Stafford Hospital- the scandal that shames the NHS PT1
The scandal at Stafford Hospital shames the National Health Service.Hundreds of hospital patients died needlessly. In the wards, people lay starving, thirsty and in soiled bedclothes, buzzers droning hopelessly as their cries for help went ignored. Some received the wrong medication; some, none at all.
Over 139 days, the public inquiry into the Stafford hospital scandal has heard testimony from scores of witnesses about how an institution which was supposed to care for the most vulnerable instead became a place of danger.
Decisions about which patients to treat were left to receptionists, inexperienced junior doctors put in charge of critically-ill patients, and nurses switched off equipment because they did not know how to use it.
By the time the hospital’s failings were exposed by regulators, in 2009, up to 1,200 patients had died needlessly between 2005 and 2008.
It happened in simple terms because managers attempted to cut costs and meet Labour’s central targets, so they could achieve the coveted “foundation status” for Mid Staffordshire NHS trust – enforcing 160 job cuts as they tried to succeed.
Now a public inquiry, which opened more than two years ago, is attempting to address fundamental two questions. How was it that the regulatory and supervisory systems which should protect all patients failed so catastrophically – and what is to stop it happening again?
Mr Francis and his team have heard from 290 witnesses, and considered more than one million pages of evidence, in an inquiry which has so far cost almost £13 million. Repeatedly, the evidence has led to one question – whether a “culture of fear” means that the demands of the NHS hierarchy take precedence over the most basic needs of patients.
The inquiry heard that at Stafford, NHS targets ruled supreme.
Orders were cascaded down the management hierarchy, from the executive board, to the operational managers, to the senior nurses and matrons; nurses and doctors who failed to meet them were threatened with the sack.
It led to junior nurses and doctors abandoning seriously ill patients to treat minor cases who were in danger of breaching the four hour Accident & Emergency (A&E) waiting time limit.
For the same reason, patients were often moved out of casualty soaked in urine or covered in faeces, because the target – to admit or discharge patients within four hours – was under threat.
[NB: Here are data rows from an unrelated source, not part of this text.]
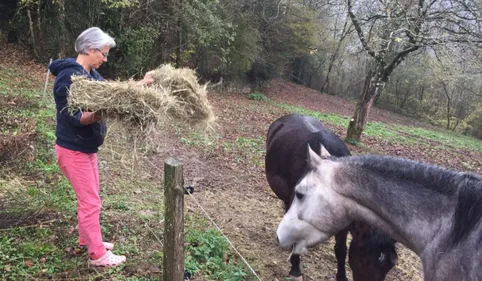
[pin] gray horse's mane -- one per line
(466, 186)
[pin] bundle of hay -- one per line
(175, 94)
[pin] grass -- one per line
(133, 202)
(132, 208)
(397, 133)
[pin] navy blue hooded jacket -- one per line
(70, 133)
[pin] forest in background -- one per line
(417, 58)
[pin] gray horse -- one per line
(433, 211)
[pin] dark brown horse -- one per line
(372, 253)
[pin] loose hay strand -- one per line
(175, 95)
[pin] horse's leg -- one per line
(340, 253)
(295, 272)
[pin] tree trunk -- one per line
(326, 83)
(179, 34)
(39, 26)
(373, 86)
(63, 30)
(449, 104)
(32, 33)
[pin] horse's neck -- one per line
(405, 216)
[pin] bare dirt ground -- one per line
(232, 187)
(236, 194)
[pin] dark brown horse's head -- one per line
(372, 253)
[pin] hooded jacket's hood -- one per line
(61, 64)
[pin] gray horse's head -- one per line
(317, 211)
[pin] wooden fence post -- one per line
(173, 262)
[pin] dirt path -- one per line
(235, 193)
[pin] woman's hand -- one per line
(147, 79)
(88, 118)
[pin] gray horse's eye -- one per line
(299, 195)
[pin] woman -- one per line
(79, 136)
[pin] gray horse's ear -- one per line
(323, 151)
(314, 160)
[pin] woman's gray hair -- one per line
(93, 38)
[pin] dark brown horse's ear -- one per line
(323, 151)
(314, 160)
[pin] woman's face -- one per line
(98, 56)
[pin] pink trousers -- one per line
(82, 172)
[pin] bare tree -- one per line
(390, 30)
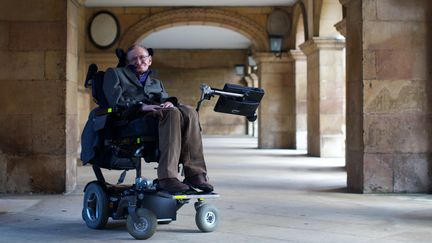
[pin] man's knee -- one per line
(188, 111)
(172, 113)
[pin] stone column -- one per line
(325, 96)
(38, 131)
(300, 77)
(389, 92)
(277, 121)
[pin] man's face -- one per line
(140, 59)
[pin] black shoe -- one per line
(199, 182)
(172, 185)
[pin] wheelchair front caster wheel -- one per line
(207, 218)
(145, 227)
(95, 207)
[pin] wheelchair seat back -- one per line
(118, 140)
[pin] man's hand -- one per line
(145, 107)
(167, 105)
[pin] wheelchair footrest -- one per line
(189, 196)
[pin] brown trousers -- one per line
(179, 142)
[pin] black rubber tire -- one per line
(144, 229)
(95, 207)
(207, 218)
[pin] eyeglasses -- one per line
(141, 58)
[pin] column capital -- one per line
(341, 27)
(320, 43)
(297, 55)
(261, 57)
(346, 2)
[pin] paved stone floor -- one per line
(266, 196)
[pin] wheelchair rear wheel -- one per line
(146, 225)
(207, 217)
(95, 207)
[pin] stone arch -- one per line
(330, 13)
(197, 16)
(300, 24)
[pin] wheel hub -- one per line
(92, 210)
(210, 218)
(142, 225)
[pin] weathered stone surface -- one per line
(36, 173)
(278, 103)
(354, 168)
(331, 13)
(395, 96)
(326, 95)
(401, 65)
(35, 10)
(416, 10)
(378, 173)
(21, 65)
(369, 65)
(354, 132)
(48, 134)
(354, 98)
(397, 172)
(37, 36)
(15, 133)
(4, 35)
(397, 133)
(55, 65)
(411, 172)
(332, 145)
(396, 35)
(35, 97)
(332, 124)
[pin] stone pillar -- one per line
(277, 128)
(300, 77)
(325, 96)
(389, 95)
(38, 129)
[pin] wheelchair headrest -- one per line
(94, 78)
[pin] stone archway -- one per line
(331, 13)
(300, 32)
(197, 16)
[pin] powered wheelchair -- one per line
(113, 140)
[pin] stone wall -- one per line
(390, 114)
(37, 134)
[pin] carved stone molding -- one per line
(263, 57)
(318, 43)
(297, 55)
(341, 27)
(197, 16)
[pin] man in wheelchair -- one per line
(134, 89)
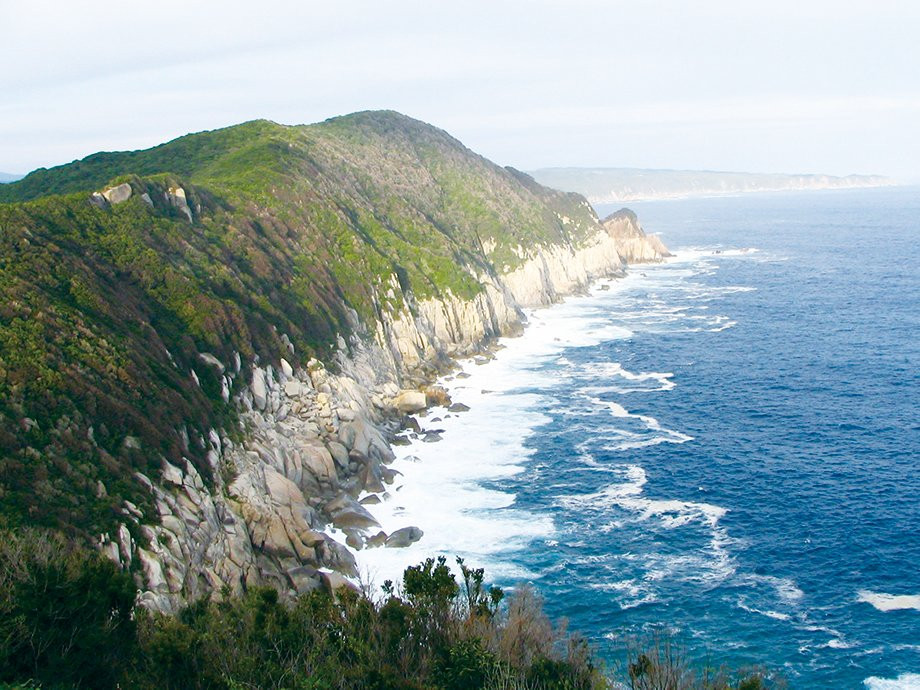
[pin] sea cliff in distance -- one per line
(611, 185)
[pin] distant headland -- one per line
(611, 185)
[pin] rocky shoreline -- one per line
(284, 508)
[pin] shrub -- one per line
(65, 612)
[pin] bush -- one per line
(65, 613)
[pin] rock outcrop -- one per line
(285, 509)
(204, 444)
(632, 243)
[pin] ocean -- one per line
(725, 446)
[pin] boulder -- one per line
(333, 582)
(176, 197)
(339, 453)
(259, 389)
(347, 512)
(305, 579)
(437, 396)
(339, 558)
(317, 458)
(378, 539)
(403, 537)
(408, 401)
(293, 389)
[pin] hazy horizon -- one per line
(788, 88)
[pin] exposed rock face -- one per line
(317, 441)
(176, 197)
(118, 194)
(633, 244)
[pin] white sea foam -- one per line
(775, 615)
(644, 381)
(906, 681)
(652, 433)
(889, 602)
(443, 488)
(711, 565)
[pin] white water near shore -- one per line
(444, 485)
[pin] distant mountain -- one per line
(611, 185)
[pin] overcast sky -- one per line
(772, 86)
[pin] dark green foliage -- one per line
(104, 311)
(660, 664)
(65, 613)
(67, 619)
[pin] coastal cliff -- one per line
(208, 345)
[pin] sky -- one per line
(773, 86)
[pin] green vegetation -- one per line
(67, 620)
(106, 309)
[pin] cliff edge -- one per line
(206, 346)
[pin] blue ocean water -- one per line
(795, 369)
(727, 444)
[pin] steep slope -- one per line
(165, 316)
(611, 185)
(633, 244)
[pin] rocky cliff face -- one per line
(241, 342)
(632, 242)
(286, 511)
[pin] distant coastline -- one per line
(616, 185)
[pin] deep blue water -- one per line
(746, 462)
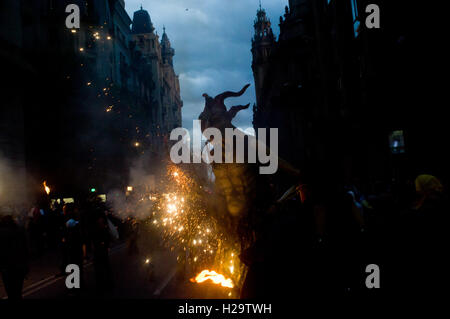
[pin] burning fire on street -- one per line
(213, 276)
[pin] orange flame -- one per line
(47, 189)
(214, 277)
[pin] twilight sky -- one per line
(212, 42)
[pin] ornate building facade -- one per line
(104, 96)
(340, 93)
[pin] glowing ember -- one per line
(46, 188)
(214, 277)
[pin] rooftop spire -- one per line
(142, 22)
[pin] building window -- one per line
(397, 142)
(356, 22)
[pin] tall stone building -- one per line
(166, 113)
(86, 103)
(345, 97)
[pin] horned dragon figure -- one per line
(246, 195)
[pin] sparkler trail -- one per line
(188, 225)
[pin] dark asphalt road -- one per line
(132, 280)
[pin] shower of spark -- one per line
(189, 226)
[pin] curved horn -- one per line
(227, 94)
(235, 109)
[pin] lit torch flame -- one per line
(47, 189)
(214, 277)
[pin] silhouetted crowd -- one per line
(75, 232)
(304, 242)
(312, 243)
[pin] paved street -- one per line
(132, 279)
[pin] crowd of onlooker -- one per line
(73, 231)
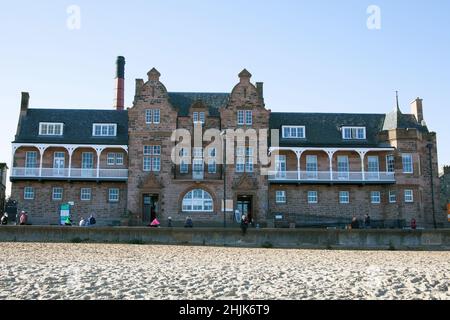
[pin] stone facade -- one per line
(159, 122)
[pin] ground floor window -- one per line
(312, 197)
(57, 194)
(85, 194)
(197, 200)
(344, 197)
(280, 196)
(392, 197)
(28, 193)
(409, 197)
(113, 195)
(375, 197)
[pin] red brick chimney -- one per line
(119, 100)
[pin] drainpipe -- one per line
(430, 146)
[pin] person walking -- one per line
(23, 219)
(244, 224)
(355, 223)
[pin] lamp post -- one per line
(430, 146)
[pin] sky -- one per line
(313, 56)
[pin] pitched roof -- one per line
(78, 124)
(324, 129)
(184, 100)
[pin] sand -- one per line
(99, 271)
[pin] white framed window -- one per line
(148, 116)
(392, 196)
(409, 196)
(375, 197)
(343, 168)
(86, 194)
(119, 159)
(245, 117)
(31, 159)
(293, 132)
(50, 129)
(249, 159)
(344, 197)
(184, 167)
(104, 129)
(197, 200)
(280, 196)
(57, 193)
(156, 116)
(354, 133)
(311, 166)
(113, 195)
(407, 163)
(241, 115)
(152, 158)
(28, 193)
(390, 163)
(312, 197)
(248, 117)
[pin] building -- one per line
(4, 172)
(445, 190)
(131, 165)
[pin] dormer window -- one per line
(354, 133)
(293, 132)
(198, 117)
(104, 130)
(50, 129)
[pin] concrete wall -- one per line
(277, 238)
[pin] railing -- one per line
(334, 176)
(75, 173)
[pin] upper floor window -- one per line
(50, 129)
(152, 116)
(354, 133)
(115, 159)
(294, 132)
(199, 117)
(104, 130)
(407, 163)
(390, 163)
(245, 117)
(152, 158)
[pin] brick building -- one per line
(130, 166)
(3, 173)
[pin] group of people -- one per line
(21, 219)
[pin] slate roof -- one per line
(324, 129)
(77, 126)
(184, 100)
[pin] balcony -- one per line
(69, 174)
(333, 177)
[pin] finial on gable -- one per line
(153, 75)
(245, 76)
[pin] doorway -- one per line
(150, 207)
(244, 205)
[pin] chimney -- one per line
(417, 109)
(119, 100)
(260, 89)
(24, 103)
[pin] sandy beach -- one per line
(99, 271)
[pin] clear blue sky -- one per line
(312, 55)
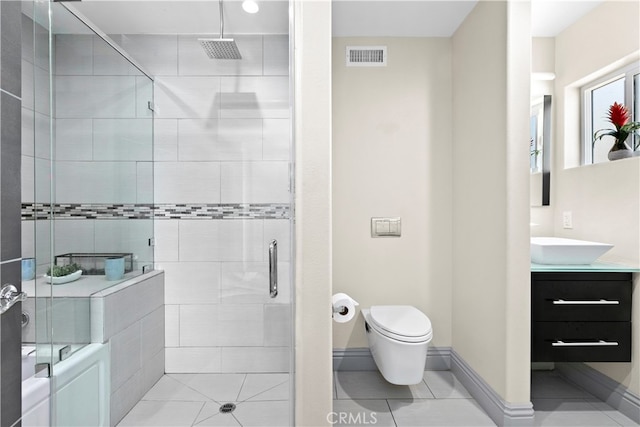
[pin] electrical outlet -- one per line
(567, 220)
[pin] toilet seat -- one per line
(401, 322)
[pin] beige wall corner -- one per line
(312, 92)
(491, 284)
(392, 158)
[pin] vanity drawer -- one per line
(571, 300)
(581, 342)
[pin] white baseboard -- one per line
(603, 387)
(501, 412)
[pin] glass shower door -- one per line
(223, 195)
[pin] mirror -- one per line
(540, 151)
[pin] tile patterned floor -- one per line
(360, 398)
(195, 400)
(440, 400)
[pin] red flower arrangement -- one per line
(620, 117)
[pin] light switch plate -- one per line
(385, 227)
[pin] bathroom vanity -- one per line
(581, 314)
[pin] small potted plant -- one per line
(59, 274)
(620, 117)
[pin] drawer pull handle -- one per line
(598, 302)
(600, 343)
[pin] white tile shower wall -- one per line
(35, 128)
(221, 135)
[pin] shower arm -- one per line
(221, 19)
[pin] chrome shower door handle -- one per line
(273, 269)
(9, 295)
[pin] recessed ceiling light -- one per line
(250, 6)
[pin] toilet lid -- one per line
(402, 320)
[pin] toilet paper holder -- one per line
(342, 310)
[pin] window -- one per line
(623, 87)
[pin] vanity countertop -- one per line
(594, 267)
Meanwhile, nurses were instructed by senior nurse colleagues to falsify waiting times, and to claim that patients had been seen more quickly than they were.
Often, patients who were approaching the time limit were put in a clinical decision unit – a “dumping ground” where they received inadequate care, but which allowed nurses to claim that the target had been achieved. An emergency assessment unit was frequently misused for the same reason, becoming so chaotic that staff nicknamed it “Beirut”.
NHS managers staffed the hospital so thinly that there were never enough consultants to properly supervise junior doctors, who took much of their instructions from the senior nurses and matrons who enforced the targets.
At nights it was worse. After 9pm, the most senior surgeon left in charge was often a junior doctor, with little experience of emergency surgery.
Many of the nurses had never been shown how to use basic life-saving equipment, such as cardiac monitors, which identify whether a patient is deteriorating; some turned them off.
When patients arrived at A&E, there were not enough nurses to assess them. In fact, the task was left to receptionists, who took decisions based on a “gut instinct”.